Nun lässt sich trefflich über soziale Grundwerte und ihre Gewichtung streiten. Wie auch immer man sich zu dieser oder jener gesellschaftlichen Weltanschauung stellt: Ausnahmslos jede Utopie geht von solchen grundlegenden Überzeugungen aus. Deren Verfasser konstruieren also quasi als "Verkörperung" ihrer Weltanschauungs- und Wertesysteme ideale Regierungsformen, Gesetze, gesellschaftliche Regeln usw. Aber was heißt "ideal"? Ideal für wen? Ideal für "eure Müden, eure Armen, / Eure geknechteten Massen, die frei zu atmen begehren" (Emma Lazarus)?

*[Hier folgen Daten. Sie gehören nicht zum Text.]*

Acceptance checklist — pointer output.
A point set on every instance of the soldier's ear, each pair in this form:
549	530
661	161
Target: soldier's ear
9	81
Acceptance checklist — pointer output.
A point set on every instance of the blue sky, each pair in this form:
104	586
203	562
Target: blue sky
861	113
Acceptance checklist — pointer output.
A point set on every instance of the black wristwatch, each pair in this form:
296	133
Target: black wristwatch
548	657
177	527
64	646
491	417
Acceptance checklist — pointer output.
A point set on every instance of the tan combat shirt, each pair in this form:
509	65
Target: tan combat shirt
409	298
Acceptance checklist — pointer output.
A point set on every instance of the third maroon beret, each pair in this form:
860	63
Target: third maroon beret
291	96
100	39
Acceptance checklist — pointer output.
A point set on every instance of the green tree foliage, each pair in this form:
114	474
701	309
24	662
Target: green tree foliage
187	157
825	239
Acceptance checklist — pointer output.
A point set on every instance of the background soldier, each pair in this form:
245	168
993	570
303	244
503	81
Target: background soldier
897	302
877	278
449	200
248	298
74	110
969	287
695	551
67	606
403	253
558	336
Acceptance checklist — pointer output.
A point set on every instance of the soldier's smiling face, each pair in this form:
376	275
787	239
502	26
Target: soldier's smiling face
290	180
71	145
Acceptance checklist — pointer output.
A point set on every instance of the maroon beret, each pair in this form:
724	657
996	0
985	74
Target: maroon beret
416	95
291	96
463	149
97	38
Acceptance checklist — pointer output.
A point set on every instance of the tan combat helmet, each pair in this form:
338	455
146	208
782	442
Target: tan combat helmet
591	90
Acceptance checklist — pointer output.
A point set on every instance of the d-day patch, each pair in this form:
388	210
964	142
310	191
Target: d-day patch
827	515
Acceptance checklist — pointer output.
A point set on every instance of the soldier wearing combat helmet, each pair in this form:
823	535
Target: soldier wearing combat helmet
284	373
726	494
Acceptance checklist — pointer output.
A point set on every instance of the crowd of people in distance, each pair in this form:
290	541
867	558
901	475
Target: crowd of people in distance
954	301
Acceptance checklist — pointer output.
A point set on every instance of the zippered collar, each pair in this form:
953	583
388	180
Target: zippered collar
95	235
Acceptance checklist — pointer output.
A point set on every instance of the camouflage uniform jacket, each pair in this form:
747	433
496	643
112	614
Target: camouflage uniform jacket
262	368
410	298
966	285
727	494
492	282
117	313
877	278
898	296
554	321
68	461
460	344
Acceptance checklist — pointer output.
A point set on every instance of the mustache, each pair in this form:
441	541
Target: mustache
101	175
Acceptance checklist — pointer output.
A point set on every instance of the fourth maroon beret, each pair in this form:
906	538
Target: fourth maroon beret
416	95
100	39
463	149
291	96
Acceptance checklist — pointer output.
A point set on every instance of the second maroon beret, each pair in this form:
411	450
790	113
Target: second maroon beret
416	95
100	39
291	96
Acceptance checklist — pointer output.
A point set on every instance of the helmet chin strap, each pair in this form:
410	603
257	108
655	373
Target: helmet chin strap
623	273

Ideal für die 99% oder doch lieber für das 1%? Ideal für die Freiheitsliebenden oder für dich Sicherheitsbedürftigen? Ideal für die Gewinner oder für die Verlierer unserer Gesellschaft? Ideal für jene, die soziale Vielfalt als Bereicherung, oder für jene, die sie als Bedrohung empfinden? Etc. etc. Die Auflistung ließe sich endlos fortsetzen, aber diese paar Beispiele reichen, um klar zu machen, dass man es nicht allen recht machen kann. Dass jede, ich betone: jegliche Utopie nicht den Idealstaat "an sich" darstellt – den gibt es nicht! –, sondern den Idealstaat für… (und nicht für…). Der Staat, der sich aus jeglicher sozialen Verantwortung und wirtschaftlichen Regulierung zurückzieht und die gesamte Verantwortung den Bürgern selbst auflädt ist ein Idealstaat – für die Wenigen, die von solchen Verhältnissen profitieren. Er ist es ganz und gar nicht für die Masse der Menschen, die dabei unter die Räder kommen. Und so weiter und so fort.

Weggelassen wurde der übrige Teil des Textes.